Exporting to WebDataset shards¶
The rd shardify command converts converted Raiden episodes into
WebDataset sharded .tar files
ready for policy training.
Usage¶
Running the command opens an interactive fzf selector to pick which converted task to process. To also upload the output to S3:
By default rd shardify reads from ./data/processed/. Pass --data-dir to
use a different root:
What it produces¶
data/shards/<task_name>/
shards/
shard_000000.tar
shard_000001.tar
...
manifest.jsonl
stats.json
preprocessing_config.yaml
processing_metadata.json
Shard contents¶
Each .tar file contains a fixed number of samples (default 100). Every
sample is identified by a UUID and consists of four file types:
| File | Description |
|---|---|
{uuid}.{cam}_t{idx}.jpg |
Camera image at time index idx relative to the anchor frame (t-1, t0, etc.) |
{uuid}.lowdim.npz |
Windowed arrays of shape (T, D) per key (see below) |
{uuid}.metadata.json |
Per-sample metadata (episode ID, anchor timestep, padding, …) |
{uuid}.language_instructions.json |
Language annotations {"original": [...]} |
lowdim.npz keys¶
| Key | Shape | Description |
|---|---|---|
robot__action__poses__left::{robot}__xyz |
(T, 3) |
Left EE position in left-arm-base frame |
robot__action__poses__left::{robot}__rot_6d |
(T, 6) |
Left EE rotation in 6D representation |
robot__action__grippers__left::{robot}_hand |
(T, 1) |
Left gripper command |
robot__action__poses__right::{robot}__xyz |
(T, 3) |
Right EE position in left-arm-base frame |
robot__action__poses__right::{robot}__rot_6d |
(T, 6) |
Right EE rotation in 6D representation |
robot__action__grippers__right::{robot}_hand |
(T, 1) |
Right gripper command |
robot__actual__joint_position__left::{robot} |
(T, 7) |
Measured left joint positions (6 arm + 1 gripper) |
robot__actual__joint_position__right::{robot} |
(T, 7) |
Measured right joint positions |
robot__desired__joint_position__left::{robot} |
(T, 7) |
Commanded left joint positions |
robot__desired__joint_position__right::{robot} |
(T, 7) |
Commanded right joint positions |
intrinsics.{cam} |
(T, 3, 3) |
Pinhole camera matrix K (tiled from anchor frame) |
extrinsics.{cam} |
(T, 4, 4) |
Camera-to-world transform in left-arm-base frame |
past_mask |
(T,) bool |
True for past timesteps |
future_mask |
(T,) bool |
True for future timesteps |
{robot} defaults to yam (configurable with --robot-suffix).
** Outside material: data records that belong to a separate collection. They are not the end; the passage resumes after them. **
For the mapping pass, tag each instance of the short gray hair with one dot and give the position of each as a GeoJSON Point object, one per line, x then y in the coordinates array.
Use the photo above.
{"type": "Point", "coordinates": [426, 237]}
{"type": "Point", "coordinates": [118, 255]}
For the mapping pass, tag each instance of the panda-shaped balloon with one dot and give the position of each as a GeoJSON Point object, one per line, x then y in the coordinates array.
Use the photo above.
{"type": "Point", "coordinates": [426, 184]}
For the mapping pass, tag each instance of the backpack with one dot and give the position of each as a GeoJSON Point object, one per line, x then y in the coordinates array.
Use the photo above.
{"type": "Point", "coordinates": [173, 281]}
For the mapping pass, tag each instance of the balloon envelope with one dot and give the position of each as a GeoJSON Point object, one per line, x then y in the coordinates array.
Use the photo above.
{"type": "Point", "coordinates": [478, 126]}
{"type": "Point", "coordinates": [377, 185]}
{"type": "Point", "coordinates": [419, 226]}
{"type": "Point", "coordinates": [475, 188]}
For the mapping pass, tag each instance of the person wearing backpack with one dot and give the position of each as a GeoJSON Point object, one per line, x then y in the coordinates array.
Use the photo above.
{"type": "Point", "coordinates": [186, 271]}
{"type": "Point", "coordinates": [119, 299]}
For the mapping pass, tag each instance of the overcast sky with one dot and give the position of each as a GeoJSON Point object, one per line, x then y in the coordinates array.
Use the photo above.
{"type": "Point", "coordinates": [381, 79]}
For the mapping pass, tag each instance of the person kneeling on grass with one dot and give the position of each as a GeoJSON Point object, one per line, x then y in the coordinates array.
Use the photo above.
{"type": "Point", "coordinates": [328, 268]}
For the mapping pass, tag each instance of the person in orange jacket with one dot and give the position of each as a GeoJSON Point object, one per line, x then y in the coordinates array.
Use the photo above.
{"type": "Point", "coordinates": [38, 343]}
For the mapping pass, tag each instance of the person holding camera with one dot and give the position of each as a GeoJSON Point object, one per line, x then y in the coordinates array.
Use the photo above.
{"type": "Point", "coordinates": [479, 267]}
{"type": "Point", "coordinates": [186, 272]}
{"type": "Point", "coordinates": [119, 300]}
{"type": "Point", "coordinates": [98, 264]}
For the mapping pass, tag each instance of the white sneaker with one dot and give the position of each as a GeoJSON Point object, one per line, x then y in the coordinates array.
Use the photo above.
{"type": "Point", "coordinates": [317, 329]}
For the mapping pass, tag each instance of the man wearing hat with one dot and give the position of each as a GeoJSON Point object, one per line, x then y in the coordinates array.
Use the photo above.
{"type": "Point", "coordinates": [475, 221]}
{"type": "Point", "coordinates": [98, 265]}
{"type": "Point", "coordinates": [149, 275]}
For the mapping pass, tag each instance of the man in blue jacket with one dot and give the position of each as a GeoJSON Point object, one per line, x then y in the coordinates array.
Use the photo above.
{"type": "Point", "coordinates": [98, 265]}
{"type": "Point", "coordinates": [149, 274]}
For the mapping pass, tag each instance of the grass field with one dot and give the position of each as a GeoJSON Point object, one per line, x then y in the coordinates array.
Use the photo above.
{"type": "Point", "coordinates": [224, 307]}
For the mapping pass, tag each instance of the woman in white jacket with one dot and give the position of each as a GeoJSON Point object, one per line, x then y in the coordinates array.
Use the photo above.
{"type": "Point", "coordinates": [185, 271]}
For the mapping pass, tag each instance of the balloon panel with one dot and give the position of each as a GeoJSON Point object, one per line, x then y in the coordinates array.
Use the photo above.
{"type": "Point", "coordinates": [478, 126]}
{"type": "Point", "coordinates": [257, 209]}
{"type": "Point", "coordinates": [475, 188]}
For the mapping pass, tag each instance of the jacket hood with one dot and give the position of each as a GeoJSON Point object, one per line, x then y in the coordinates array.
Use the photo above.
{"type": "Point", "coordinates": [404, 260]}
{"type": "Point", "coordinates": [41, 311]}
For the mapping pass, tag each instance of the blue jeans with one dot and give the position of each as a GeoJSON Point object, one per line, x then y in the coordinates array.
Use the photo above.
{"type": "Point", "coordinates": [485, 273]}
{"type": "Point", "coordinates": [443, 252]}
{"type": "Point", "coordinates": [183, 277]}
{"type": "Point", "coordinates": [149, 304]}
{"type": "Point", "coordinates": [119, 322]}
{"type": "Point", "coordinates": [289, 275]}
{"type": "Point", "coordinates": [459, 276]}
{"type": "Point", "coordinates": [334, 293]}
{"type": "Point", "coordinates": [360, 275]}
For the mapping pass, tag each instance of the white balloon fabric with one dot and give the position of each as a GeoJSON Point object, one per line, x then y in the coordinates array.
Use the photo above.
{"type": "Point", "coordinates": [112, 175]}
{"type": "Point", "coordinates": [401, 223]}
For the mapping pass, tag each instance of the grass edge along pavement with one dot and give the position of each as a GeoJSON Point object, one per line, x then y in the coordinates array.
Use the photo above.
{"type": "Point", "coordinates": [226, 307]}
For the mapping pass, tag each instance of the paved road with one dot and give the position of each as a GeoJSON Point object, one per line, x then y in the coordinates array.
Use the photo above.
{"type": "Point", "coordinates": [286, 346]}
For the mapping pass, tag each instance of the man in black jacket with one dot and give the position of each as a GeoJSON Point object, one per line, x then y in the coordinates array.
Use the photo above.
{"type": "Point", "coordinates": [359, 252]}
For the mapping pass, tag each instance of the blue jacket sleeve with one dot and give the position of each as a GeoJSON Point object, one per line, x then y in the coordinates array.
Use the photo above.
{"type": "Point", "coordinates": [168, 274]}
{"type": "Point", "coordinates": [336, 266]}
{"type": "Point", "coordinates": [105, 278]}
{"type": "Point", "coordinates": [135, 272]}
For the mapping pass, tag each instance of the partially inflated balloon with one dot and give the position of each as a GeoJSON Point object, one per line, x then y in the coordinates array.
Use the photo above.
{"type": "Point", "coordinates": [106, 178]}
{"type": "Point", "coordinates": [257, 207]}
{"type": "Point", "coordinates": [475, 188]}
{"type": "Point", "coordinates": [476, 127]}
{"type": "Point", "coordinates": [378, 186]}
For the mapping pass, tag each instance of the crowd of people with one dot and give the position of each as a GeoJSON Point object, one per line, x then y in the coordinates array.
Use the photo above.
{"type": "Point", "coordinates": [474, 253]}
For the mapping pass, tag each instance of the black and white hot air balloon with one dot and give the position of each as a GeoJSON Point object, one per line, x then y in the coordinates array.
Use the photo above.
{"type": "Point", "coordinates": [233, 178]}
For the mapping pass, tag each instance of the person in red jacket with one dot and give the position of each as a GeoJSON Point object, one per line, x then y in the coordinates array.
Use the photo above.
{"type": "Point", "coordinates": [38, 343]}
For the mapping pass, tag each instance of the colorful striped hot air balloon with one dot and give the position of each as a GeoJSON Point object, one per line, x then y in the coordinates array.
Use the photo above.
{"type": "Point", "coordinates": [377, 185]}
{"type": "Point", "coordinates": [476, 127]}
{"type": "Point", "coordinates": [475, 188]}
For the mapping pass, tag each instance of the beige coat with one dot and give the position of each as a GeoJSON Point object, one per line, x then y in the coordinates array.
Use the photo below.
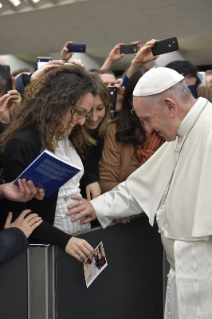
{"type": "Point", "coordinates": [118, 161]}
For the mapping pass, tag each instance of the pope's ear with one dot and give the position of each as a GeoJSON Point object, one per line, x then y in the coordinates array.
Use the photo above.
{"type": "Point", "coordinates": [171, 106]}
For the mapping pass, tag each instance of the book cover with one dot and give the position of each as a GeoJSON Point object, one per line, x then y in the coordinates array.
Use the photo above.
{"type": "Point", "coordinates": [49, 171]}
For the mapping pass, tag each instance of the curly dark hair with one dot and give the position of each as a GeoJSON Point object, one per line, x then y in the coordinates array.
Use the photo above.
{"type": "Point", "coordinates": [45, 101]}
{"type": "Point", "coordinates": [127, 123]}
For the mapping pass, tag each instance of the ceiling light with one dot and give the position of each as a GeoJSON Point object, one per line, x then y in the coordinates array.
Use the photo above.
{"type": "Point", "coordinates": [15, 2]}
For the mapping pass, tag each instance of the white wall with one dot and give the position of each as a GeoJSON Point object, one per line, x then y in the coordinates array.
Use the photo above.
{"type": "Point", "coordinates": [16, 63]}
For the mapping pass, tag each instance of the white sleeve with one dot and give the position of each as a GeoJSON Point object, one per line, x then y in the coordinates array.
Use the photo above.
{"type": "Point", "coordinates": [115, 204]}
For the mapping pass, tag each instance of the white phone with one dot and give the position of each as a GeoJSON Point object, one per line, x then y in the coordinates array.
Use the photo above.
{"type": "Point", "coordinates": [41, 60]}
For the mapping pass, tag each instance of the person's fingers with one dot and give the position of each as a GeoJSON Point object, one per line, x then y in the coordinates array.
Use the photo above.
{"type": "Point", "coordinates": [85, 220]}
{"type": "Point", "coordinates": [13, 82]}
{"type": "Point", "coordinates": [36, 222]}
{"type": "Point", "coordinates": [8, 220]}
{"type": "Point", "coordinates": [31, 188]}
{"type": "Point", "coordinates": [40, 195]}
{"type": "Point", "coordinates": [23, 214]}
{"type": "Point", "coordinates": [30, 217]}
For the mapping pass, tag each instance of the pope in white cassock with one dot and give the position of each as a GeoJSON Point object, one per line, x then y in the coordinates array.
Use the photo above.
{"type": "Point", "coordinates": [174, 187]}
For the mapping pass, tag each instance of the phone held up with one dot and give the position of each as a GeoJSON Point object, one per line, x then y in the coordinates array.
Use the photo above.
{"type": "Point", "coordinates": [201, 75]}
{"type": "Point", "coordinates": [112, 90]}
{"type": "Point", "coordinates": [41, 60]}
{"type": "Point", "coordinates": [128, 48]}
{"type": "Point", "coordinates": [5, 74]}
{"type": "Point", "coordinates": [76, 47]}
{"type": "Point", "coordinates": [165, 46]}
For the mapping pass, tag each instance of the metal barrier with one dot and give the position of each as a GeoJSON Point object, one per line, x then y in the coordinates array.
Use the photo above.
{"type": "Point", "coordinates": [46, 283]}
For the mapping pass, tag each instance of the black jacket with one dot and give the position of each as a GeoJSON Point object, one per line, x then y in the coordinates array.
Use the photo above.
{"type": "Point", "coordinates": [20, 151]}
{"type": "Point", "coordinates": [12, 243]}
The window length T = past_lowdim_steps + 1 + future_lowdim_steps
(default: 1 + 1 + 19 = 21). The anchor frame sits at index
past_lowdim_steps in the window. Frames beyond the episode boundary are
clamped (copy-padded).
The rotation 6D representation uses the first two columns of the 3×3 rotation matrix (columns 0 and 1 of R, giving a (6,) vector per timestep).
manifest.jsonl¶
One JSON line per shard:
stats.json¶
Per-key statistics over all samples, compatible with the vla_foundry training
framework. Each entry contains:
mean,std,min,max— global scalars per dimension(D,)mean_per_timestep,std_per_timestep,min_per_timestep,max_per_timestep— per(T, D)percentile_1/2/5/95/98/99— global percentiles(D,)percentile_*_per_timestep— per-timestep percentiles(T, D)count— number of samples accumulated
Global std is computed via the parallel Welford combine formula across all timesteps, so it is not simply the average of per-timestep standard deviations.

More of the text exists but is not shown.